PKU Digital Humanities Forum 2018
By Simon Mahony, on 28 July 2018
When we think about Digital Humanities from our base here at UCL, it is all too easy to think about the anglophone world and the predominance of Western Europe and North America, and particularly the UK, USA and Canada. So, it was good to see this year’s ADHO conference being held in Mexico City at UNAM (DH2018) as a move to a more global digital humanities. With its theme, “PUENTES/BRIDGES”, it was also pleasing to see to that the organisers had taken a multi-lingual approach with proposals, presentations and conference material in languages other than just English. This was the first ADHO conference in Latin America and the global south.

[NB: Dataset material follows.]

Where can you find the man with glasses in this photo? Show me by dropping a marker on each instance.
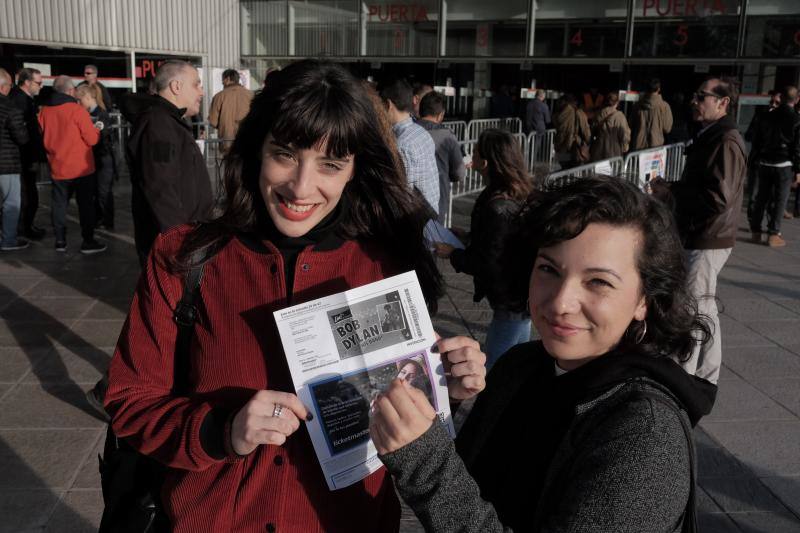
(90, 78)
(708, 200)
(34, 161)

I was very pleased to be able to visit UNAM, Isabel Galina Russell and the National Library last year and so I was not too disappointed in not being able to attend DH2018 – although I did miss networking and catching up with many DH friends and colleagues. Instead, two weeks earlier, I took the opportunity to move beyond the anglophone world myself and presented a paper at the main DH event in China, held for the third time at UCL’s strategic partner Peking University (PKU).
The 3rd Peking University Digital Humanities Forum had the theme: ‘Incubation and Application: How Digital Humanities Projects Cater to Academic Needs’. I had the full experience of what it must be like to attend an English speaking conference if you do not speak the language – everything was in Chinese with no translations. I was the only ‘foreigner’ (non-Chinese) at the Forum which also had several speakers from Taiwan and Chinese scholars based in the USA.
Although mine was the only non-Mandarin presentation, there were a surprising number of familiar words in many of the others (metadata, big data, linked data and several others, again pointing to the dominance of the English language in our field). My presentation was in collaboration with my Chinese PhD student, Jin Gao (who could not attend as she was presenting her work at DH2018), and benefited from her translations to enable bilingual (English and Mandarin) slides to aid the audience.
I was not alone and so all was well; there were many friends there and hosts from my earlier networking visits to Beijing, Shanghai, Wuhan and Nanjing – I was not short of company. In addition, the day before the Forum I had been invited to give a presentation to the DH group at Renmin (The People’s) University in the School of Information Resource Management, following their visit to UCL DIS last year.
The delegates from Renmin very kindly picked me up from my hotel and dropped me back after dinner – always worrying that this ‘foreigner’ might get lost. I explained that I was a seasoned traveler (and sailor) so there was no problem, except perhaps crossing the road! Renmin is not far from PKU and I had strategically picked a hotel midway on the road that linked the two. PKU is a large and sprawling campus and so I was very grateful for being so well looked after. For anyone wondering about visiting China, their hospitality is exceptional and they are very welcoming to foreign visitors.
There was, in addition, a DIS student from the Information Science programme at the Forum and a PhD candidate from King’s Department of Digital Humanities who between them, together with their phone camera translations of the slides, updated me with what was being said.
The visit to PKU was rounded off with a talk in the PKU Faculty of Social Sciences.
And, of course and as always, the Beijing visit was completed with a dinner in the warm company of former students.